Lately I've been working on long RNA-Seq reads (454 reads) and have been using BLAT (Blast like alignment tool) by Jim Kent in order to map sequencing reads to the reference genome. I like BLAT for this purpose particularly as it stitches alignment blocks scattered over a span (separated by putative introns mainly) and outputs them as a single "gene-oriented" alignment.

I've been trying to run the BLAT for the whole genome at once (all chromosome sequences in one file) rather than running for each chromosome.

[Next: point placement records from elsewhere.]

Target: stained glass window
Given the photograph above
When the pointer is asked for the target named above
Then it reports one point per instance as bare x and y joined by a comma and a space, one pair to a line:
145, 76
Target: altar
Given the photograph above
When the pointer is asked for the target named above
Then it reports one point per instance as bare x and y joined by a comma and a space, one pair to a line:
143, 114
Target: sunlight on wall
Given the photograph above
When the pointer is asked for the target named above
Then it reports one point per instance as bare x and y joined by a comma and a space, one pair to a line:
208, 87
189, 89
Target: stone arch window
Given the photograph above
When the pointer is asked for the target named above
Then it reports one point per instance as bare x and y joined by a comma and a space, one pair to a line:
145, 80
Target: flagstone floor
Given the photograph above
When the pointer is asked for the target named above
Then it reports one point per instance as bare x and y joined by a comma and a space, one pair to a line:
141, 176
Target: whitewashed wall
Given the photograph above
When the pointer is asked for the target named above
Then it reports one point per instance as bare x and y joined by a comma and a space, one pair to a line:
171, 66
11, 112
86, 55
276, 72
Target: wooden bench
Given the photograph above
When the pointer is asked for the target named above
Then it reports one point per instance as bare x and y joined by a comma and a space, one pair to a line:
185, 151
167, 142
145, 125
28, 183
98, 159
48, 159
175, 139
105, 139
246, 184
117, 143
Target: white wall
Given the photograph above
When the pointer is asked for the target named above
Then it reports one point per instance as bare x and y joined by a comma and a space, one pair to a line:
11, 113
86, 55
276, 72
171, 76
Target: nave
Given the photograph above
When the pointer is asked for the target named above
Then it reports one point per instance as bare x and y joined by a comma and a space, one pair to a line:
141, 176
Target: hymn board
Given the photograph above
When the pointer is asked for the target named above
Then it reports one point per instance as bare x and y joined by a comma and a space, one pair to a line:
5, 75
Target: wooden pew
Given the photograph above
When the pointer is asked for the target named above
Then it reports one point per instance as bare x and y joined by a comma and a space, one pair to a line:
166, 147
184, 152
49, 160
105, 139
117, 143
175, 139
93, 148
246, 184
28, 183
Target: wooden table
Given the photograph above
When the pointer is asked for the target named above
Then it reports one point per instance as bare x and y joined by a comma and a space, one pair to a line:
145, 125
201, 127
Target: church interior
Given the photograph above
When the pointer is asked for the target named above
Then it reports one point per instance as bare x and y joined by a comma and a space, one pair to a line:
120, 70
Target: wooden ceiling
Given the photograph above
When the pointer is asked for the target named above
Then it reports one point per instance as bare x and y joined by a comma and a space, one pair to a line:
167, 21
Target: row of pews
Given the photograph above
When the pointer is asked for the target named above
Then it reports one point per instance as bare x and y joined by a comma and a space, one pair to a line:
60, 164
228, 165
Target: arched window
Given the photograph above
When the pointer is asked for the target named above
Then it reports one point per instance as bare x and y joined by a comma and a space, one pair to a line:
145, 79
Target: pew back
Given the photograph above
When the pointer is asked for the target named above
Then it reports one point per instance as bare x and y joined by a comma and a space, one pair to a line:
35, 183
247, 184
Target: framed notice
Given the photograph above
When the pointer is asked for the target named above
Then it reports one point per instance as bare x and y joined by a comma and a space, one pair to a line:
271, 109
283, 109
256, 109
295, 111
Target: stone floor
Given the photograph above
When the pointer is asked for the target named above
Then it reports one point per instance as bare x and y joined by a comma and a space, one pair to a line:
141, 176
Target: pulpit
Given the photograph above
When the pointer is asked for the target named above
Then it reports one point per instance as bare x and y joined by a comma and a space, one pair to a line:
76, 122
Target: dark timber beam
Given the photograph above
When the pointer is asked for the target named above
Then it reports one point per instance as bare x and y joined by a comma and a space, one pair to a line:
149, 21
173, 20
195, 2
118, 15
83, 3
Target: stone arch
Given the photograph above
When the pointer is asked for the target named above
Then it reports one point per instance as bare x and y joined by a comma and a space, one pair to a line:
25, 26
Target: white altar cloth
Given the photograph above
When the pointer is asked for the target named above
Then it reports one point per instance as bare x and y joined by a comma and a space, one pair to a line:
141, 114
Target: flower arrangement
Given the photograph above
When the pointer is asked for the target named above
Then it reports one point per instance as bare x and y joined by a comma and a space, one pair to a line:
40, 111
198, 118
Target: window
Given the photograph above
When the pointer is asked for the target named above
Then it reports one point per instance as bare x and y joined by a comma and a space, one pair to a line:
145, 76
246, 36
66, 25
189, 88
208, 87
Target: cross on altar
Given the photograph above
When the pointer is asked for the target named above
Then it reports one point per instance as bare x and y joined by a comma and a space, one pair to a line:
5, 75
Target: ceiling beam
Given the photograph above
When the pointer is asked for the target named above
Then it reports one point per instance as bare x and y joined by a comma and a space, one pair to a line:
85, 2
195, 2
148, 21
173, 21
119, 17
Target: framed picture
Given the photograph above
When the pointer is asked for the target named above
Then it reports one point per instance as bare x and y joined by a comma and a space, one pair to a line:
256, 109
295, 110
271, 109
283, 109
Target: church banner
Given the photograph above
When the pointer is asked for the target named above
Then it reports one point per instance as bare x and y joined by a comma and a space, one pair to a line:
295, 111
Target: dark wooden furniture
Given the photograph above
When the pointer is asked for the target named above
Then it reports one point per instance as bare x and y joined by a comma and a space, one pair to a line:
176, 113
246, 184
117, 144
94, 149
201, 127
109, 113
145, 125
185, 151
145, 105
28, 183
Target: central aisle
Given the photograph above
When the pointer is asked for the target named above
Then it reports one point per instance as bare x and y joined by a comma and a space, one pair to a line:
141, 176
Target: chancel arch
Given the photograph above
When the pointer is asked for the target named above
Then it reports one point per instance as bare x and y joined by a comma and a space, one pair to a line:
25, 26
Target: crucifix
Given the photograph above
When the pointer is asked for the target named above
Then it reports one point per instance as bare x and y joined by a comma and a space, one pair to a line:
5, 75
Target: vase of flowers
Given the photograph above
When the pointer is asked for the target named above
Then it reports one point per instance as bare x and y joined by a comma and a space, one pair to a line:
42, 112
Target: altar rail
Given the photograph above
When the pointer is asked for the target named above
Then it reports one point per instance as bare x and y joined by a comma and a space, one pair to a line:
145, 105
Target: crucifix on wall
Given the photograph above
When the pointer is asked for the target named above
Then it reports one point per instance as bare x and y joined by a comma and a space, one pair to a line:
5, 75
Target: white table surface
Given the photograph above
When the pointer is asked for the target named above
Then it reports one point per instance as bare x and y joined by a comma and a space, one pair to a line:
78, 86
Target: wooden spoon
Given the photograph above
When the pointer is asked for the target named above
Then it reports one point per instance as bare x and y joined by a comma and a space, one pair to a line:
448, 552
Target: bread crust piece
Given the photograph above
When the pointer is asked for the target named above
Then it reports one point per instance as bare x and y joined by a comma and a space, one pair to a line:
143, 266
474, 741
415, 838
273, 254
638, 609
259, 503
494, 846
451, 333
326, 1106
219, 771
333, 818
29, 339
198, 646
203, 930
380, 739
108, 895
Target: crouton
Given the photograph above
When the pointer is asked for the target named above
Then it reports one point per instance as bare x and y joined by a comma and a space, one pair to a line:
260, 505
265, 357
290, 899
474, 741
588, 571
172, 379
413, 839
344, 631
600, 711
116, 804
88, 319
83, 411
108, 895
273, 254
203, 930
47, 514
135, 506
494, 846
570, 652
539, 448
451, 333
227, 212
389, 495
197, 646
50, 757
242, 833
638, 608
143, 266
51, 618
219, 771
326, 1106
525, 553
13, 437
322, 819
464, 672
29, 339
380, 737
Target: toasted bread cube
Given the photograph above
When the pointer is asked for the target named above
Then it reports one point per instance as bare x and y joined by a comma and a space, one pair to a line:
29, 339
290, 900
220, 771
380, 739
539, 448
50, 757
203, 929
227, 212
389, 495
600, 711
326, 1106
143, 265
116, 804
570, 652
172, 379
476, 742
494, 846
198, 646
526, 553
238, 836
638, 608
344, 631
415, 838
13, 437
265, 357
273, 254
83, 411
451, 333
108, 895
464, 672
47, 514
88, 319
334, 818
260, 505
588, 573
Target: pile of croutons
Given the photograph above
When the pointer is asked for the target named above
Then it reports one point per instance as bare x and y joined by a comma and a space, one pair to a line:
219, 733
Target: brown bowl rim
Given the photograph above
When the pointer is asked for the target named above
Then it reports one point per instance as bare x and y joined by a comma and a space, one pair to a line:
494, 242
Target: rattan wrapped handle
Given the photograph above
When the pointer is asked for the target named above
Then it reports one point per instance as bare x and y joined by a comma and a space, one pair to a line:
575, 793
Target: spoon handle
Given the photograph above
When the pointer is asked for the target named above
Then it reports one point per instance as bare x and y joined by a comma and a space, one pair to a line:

If I run each chromosome separately, at the end of the run I'll have to merge BLAT output files from different chromosomes and sort them on the read ID as I would like to have all the possible genomic hits for each read all together in the file.

Everytime I try to run BLAT like that, it fails to do that (especially for human genome) and terminates with the error "needHugeMen: Out of huge memory - request size 957189248 bytes". I I browsed through the help pages on UCSC genome website (host and support website for the BLAT program) but didn't find anything conclusive. Finally, I started to look at the source code of BLAT itself. Here is the trick/tweak to get around the memory allocation problem.

1. Download the source code of BLAT.

2. Unzip the file and enter the directory.

3. Now open the file lib/memalloc.c

4. Go to line number 76 where "static size_t maxAlloc" is defined.

5. change 128*8*1024*1024*(sizeof(size_t)/4)*(sizeof(size_t)/4) to

(128*8*1024*1024*(sizeof(size_t)/4)*(sizeof(size_t)/4))*2

6. Save and close the file.

7. Now follow the instructions given in BLAT README to compile the edited code and to create the binary files.

This will make the BLAT able to load large genomes at once.

Thursday, September 29, 2011

My story

Dear readers,

I am a graduate student of bioinformatics and keenly interested in high-throughput sequencing technologies and data analysis. My active area of research is the applications of high-throughput transcriptome and genome sequencing for the cancer research.

I like to play around with the variety of functional genomics data and available tools to analyze them, develop integrated analysis tool to maximize the relevant information.

During my research, everyday I come across several trivial but, to my surprise, tricky problems. Sometimes I am able to solve them in a straightforward manner and sometimes with little tweaks and manipulations in the traditional methods. I would like to share those problems and issue with the readership....I'll keep posting them.

Will be back soon.... enjoy till then.